Another challenge in ancient microbiome community characterization is damage artefacts. Cytosine deamination and other miscoding lesions are characteristic of ancient DNA, and they are even used to detect and authenticate genuine ancient DNA sequences [146]. With sufficient depth of coverage obtained through cloning or NGS deep sequencing, these miscoding lesions can be identified and removed from conventional ancient DNA datasets, but they pose a major challenge in metagenomic analyses of microbial communities, where a single nucleotide change could represent either a damage artefact or a novel organism. Microbiomes typically contain thousands of taxa at frequencies that differ by orders of magnitude. Therefore, the depth of coverage for all but the most abundant taxa is expected to be very low, and sequence alignment cannot be used to distinguish damage from true sequence differences. In order to reduce artificial inflation of bacterial diversity due to damage, a high fidelity damage-sensitive DNA polymerase, such as Phusion Hot Start II (Thermo Scientific), can be used for NGS library generation [39]. Although damage-based ancient DNA authentication tools, such as mapDamage [146], may be incompatible with this approach, other ancient DNA authentication methods, such as testing for asymmetrical molecular behaviour on the basis of ancient DNA fragment length [147], can still be applied.

Laboratory reagent and sample crossover contamination

Low-level contamination of laboratory reagents, especially primers and dNTPs, can pose serious challenges when using universal bacterial primers. Fortunately, new protocols for reagent decontamination using a heat labile double stranded DNase [26] are highly effective, and when used consistently, these protocols largely eliminate reagent contamination as a major concern in current ancient DNA research. Moreover, because the majority of ancient microbiome DNA is bacterial in origin, amplicon-based approaches using universal bacterial primers typically require only moderate PCR cycling (30–35 cycles), again reducing reagent contamination risk.

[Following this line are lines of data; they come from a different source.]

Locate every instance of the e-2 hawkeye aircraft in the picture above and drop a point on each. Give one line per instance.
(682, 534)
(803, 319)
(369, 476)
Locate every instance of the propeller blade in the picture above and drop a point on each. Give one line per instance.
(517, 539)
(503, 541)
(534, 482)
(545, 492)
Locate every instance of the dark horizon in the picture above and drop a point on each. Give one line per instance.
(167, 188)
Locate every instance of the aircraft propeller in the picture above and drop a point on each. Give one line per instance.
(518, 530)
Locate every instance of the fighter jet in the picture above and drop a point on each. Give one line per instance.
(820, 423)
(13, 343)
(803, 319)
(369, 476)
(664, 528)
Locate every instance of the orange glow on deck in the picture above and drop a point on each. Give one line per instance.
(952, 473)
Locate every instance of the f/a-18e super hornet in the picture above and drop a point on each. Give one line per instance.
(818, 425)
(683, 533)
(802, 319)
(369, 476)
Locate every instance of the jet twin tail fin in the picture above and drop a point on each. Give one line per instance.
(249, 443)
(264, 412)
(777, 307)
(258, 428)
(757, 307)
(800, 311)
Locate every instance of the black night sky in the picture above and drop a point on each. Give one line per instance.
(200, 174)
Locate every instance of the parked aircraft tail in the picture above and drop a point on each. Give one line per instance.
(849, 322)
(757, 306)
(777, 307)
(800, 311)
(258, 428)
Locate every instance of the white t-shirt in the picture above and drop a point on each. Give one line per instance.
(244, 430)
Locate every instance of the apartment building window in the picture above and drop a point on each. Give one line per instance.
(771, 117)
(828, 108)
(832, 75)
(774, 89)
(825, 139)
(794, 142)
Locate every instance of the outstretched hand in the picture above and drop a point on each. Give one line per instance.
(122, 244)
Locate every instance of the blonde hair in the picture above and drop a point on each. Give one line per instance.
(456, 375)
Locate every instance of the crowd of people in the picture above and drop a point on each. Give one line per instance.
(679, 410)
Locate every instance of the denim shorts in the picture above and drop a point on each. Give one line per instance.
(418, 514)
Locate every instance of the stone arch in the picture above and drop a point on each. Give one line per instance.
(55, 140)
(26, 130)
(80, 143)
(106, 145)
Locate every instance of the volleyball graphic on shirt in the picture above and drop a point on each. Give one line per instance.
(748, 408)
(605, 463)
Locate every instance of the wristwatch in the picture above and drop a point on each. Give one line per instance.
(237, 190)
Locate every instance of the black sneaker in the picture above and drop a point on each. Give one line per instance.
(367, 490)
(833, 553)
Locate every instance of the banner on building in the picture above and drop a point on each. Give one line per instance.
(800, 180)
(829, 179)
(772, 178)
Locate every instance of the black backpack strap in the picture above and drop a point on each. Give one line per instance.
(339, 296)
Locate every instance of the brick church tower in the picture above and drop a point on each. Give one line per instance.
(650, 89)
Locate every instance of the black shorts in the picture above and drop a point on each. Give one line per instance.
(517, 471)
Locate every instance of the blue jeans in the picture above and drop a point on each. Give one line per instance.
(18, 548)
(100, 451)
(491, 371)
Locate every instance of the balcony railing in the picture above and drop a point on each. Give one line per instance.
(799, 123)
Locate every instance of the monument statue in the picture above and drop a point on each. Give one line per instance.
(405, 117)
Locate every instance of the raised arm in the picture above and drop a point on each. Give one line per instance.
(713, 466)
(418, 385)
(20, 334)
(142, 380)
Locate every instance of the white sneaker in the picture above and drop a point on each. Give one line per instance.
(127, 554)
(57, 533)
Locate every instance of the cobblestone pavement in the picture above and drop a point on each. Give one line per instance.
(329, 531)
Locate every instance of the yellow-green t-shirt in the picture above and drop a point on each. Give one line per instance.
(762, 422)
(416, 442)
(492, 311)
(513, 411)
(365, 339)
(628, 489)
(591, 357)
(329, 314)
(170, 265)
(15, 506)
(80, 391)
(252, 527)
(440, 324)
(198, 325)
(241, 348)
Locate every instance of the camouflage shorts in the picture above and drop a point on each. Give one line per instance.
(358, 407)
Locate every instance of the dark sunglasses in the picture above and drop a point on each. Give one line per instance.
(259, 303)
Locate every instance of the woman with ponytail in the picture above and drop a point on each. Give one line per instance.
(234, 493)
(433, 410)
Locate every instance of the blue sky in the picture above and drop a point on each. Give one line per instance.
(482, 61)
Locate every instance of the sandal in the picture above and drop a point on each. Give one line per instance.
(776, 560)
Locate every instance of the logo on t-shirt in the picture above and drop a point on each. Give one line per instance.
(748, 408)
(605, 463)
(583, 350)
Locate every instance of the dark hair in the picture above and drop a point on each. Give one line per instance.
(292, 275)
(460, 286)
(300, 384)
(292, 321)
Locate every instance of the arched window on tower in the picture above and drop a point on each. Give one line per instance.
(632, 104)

Finally, sample crossover contamination at commercial NGS sequencing facilities can introduce foreign DNA sequences into a dataset, and for this reason it is strongly recommended to index ancient DNA libraries with short, sample-specific barcodes prior to sequencing [148]. While commercial NGS library kits offer this indexing ability, it is important to consider that many other laboratories use these same kits, and so to reduce crossover contamination more effectively it may be preferable instead to custom order unique, or at least less common, barcode sequences.

Conclusion

We have entered a new era in palaeomicrobiology. NGS has allowed the recovery of major epidemic pathogens and elucidated the causes of historic pandemics and specific palaeopathologies. At the same time, major international initiatives to investigate the human microbiome have revealed both the importance of human-associated microbes in basic human life functions, as well as their role in a variety of acute and chronic diseases. Recent NGS-based palaeomicrobiology studies have revealed dental calculus to be an important reservoir of ancient human oral microbiomes, offering a unique opportunity to examine the links between human health, diet, lifestyle and the environment throughout the course of human evolution. Although still in its infancy, microbiome palaeomicrobiology has great potential to elucidate the dynamic and intimate relationship between humans and their microbes and to lead to a deeper understanding of the place of our ancient microbial self in the modern world.